When it comes to the job interview, most people spend time polishing resumes, practicing answers in front of a mirror and researching a few facts about the company. These are all great ways to get ahead in the job application process, but they can all be undermined in the blink of an indifferent eye.
Human resources managers are people, and people connect with other people on a personal level. To make a great impression and gain an interviewer's trust, you need to hone your interpersonal skills as sharply as you hone your facts. Here are three tips for winning an interviewer's trust to land the perfect job.

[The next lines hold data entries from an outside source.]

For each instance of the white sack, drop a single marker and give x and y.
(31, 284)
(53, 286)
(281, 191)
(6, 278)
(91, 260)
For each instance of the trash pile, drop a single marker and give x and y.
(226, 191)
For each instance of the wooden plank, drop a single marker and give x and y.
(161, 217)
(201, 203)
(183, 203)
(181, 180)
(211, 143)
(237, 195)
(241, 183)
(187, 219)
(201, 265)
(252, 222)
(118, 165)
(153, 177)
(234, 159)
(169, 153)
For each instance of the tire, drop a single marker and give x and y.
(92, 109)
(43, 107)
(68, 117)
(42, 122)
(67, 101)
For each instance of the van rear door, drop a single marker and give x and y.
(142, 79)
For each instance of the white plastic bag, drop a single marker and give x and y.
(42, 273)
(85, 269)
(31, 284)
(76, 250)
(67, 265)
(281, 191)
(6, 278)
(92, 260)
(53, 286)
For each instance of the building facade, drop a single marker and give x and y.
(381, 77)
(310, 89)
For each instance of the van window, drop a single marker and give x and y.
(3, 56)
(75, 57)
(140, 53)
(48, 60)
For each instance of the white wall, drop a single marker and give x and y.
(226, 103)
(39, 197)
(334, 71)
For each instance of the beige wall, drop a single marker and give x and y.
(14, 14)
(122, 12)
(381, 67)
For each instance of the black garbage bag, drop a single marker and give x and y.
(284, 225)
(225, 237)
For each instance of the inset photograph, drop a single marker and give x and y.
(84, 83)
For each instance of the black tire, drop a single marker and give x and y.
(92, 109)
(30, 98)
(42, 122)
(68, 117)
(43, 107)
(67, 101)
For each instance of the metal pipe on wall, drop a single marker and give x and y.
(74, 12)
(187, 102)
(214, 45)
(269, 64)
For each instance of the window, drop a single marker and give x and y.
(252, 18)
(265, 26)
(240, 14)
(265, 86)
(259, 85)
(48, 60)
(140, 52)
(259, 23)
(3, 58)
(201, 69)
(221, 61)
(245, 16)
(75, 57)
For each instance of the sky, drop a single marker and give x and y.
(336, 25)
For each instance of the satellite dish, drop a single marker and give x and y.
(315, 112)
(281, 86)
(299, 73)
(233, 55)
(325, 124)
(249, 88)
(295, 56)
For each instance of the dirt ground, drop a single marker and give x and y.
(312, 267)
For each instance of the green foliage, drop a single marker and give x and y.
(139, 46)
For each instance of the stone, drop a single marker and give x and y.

Be Confident and Convincing
A simple, honest smile can transform the entire atmosphere in a room. Attending an interview can be stressful, but smiling offsets the nerves and forces your entire body to relax. Along with smiling, making good eye contact will help put interviewers at ease and project a level of confidence that you may not necessarily feel while you're trying to remember your strengths and weaknesses. Even when using a digital interview platform, remember a confident smile translates through any medium.
“Talk Shop” the Right Way
Do you know what the company really wants in an employee? It's safe to say that most companies look for similar attributes in their workforce regardless of specific job title: assertiveness, self-reliance, dependability, intelligence and a solid work ethic. Showcasing these abilities through your tone and well-researched answers will give you an advantage over the competition. Spend time getting to know the company, and listen carefully throughout the interview. Recruiters will reveal more about what they want, and you can adjust your tactic accordingly.
Offer Real Solutions
Employers know what applicants want when they come in for an interview, but most applicants forget that a key part of getting a job is finding out what employers want and giving it to them. Rather than spending your time giving trite answers to standard questions, be assertive and ask questions about the job. Compliment the company using genuine facts and figures rather than fluff, and tell them how you can solve their problems. Show real interest, and companies will want to hire you.